Eric Polizzi received his NSF CAREER to create a new suite of computer simulation methods to tackle the challenges created by designing, modeling, and testing nano-devices that become more miniaturized every year. Polizzi’s research can be applied to simulations ranging from material sciences and chemistry to nano-electronics and bio-nanotechnology. “Making devices such as silicon nanowire, carbon nanotube transistors, nanoribbons, or some combination of them requires a lot of experimental research,” says Polizzi. “Simulations become more and more important because they’re flexible and much less expensive than experimentation.” Polizzi’s methods will allow an order-of-magnitude speedup in the modeling stage, critically important for designers of devices, circuits, and chips who run numerous simulations in search of the best design. Polizzi’s modeling methods will also be essential for understanding the fundamental physics governing the operation of such novel nano-devices.
Ubiquitous computing is becoming a reality, thanks to the ongoing miniaturization of wireless computing components and reductions in their cost and energy requirements. But this trend has its downside. These very lightweight, networked components, often referred to as “the perimeter of the Internet,” are vulnerable to malicious assaults aimed at stealing sensitive information and resources or disabling or compromising functionality. And since embedded computing is applied in medical, transportation, and other life-critical systems, such cyberattacks can directly threaten human safety. As a result, cryptographic-based security and privacy-preserving protocols are being applied to low-energy computing systems such as radio-frequency identification (RFID) tags, smart-cards, and intelligent sensors. A number of high-profile attacks on such cryptosystems, however, have shown that new techniques are needed to ensure security and privacy. At UMass Amherst, ECE Professor Wayne Burleson is leading a multi-disciplinary group to explore the new research area of embedded security. The group consists of faculty from ECE, Computer Science, and Civil Engineering as well as industrial colleagues from RSA Labs, ThingMagic, Intel, and IBM.

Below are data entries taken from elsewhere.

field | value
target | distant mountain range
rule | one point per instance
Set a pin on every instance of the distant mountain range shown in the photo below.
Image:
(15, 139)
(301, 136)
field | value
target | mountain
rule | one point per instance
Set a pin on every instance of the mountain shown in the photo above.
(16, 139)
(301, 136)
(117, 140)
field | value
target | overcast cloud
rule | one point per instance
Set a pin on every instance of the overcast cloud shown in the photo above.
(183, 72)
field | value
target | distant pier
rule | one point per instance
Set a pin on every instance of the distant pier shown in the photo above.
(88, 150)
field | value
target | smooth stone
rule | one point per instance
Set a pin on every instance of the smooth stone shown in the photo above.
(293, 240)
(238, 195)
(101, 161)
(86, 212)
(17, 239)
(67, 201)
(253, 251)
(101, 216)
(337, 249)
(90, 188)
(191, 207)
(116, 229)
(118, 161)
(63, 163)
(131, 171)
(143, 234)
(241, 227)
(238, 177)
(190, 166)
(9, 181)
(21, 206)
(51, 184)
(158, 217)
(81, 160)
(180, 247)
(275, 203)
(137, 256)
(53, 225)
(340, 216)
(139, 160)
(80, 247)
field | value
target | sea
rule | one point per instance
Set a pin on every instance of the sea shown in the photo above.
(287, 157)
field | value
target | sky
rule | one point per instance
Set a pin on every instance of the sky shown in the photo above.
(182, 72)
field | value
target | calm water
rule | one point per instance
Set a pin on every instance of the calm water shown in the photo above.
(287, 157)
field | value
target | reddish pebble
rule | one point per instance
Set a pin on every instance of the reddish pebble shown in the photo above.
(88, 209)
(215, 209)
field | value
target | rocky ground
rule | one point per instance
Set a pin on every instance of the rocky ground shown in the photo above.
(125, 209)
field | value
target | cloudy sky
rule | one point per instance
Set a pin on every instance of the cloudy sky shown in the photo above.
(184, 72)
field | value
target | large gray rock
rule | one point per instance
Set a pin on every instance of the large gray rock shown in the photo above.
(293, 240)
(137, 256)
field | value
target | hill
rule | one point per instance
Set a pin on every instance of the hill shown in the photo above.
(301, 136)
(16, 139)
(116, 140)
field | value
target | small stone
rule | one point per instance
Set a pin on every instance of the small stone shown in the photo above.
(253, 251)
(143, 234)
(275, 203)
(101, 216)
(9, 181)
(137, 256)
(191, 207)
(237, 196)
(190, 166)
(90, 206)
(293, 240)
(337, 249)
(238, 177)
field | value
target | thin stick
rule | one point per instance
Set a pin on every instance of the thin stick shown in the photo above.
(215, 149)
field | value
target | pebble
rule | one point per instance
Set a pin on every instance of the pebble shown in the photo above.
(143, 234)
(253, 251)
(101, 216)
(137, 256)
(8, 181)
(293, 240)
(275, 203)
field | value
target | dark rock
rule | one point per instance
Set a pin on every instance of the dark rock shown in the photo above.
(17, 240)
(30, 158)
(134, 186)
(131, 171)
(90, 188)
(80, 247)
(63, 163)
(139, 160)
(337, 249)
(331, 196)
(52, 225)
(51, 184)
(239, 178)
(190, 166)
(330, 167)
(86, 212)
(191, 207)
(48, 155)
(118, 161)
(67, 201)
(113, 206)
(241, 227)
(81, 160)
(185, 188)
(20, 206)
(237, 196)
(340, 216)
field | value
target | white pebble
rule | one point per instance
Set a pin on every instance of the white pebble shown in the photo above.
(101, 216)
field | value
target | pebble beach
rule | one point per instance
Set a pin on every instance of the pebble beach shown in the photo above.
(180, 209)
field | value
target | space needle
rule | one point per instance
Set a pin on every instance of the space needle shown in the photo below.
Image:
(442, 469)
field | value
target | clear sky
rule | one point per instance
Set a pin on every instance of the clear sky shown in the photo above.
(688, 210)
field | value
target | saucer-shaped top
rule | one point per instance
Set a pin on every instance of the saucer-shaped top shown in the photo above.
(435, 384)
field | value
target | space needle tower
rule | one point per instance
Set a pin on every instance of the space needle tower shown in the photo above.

MIRSL Takes Part in Major Tornado Study
ECE’s nationally recognized Microwave Remote Sensing Laboratory (MIRSL) played a critical role in an historic study to explore the origin, structure, and evolution of tornadoes, a project which took place in the spring of 2009 across the central United States. The project, named the Verification of Rotation in Tornadoes Experiment 2 (VORTEX2), was the largest attempt in history to study tornadoes. It used more than 50 scientists and 40 research vehicles, including 10 mobile radars. VORTEX2 is funded by the National Science Foundation and the National Oceanic and Atmospheric Administration (NOAA), and involves scientists from NOAA, 10 universities, and three nonprofit organizations. The main objective of the MIRSL work is “to understand better the dynamics and kinematics of severe convective storms and the tornadoes they sometimes spawn.” MIRSL operated two mobile Doppler radars during the project: UMass Amherst’s mobile W-band radar and mobile, polarimetric, X-band radar.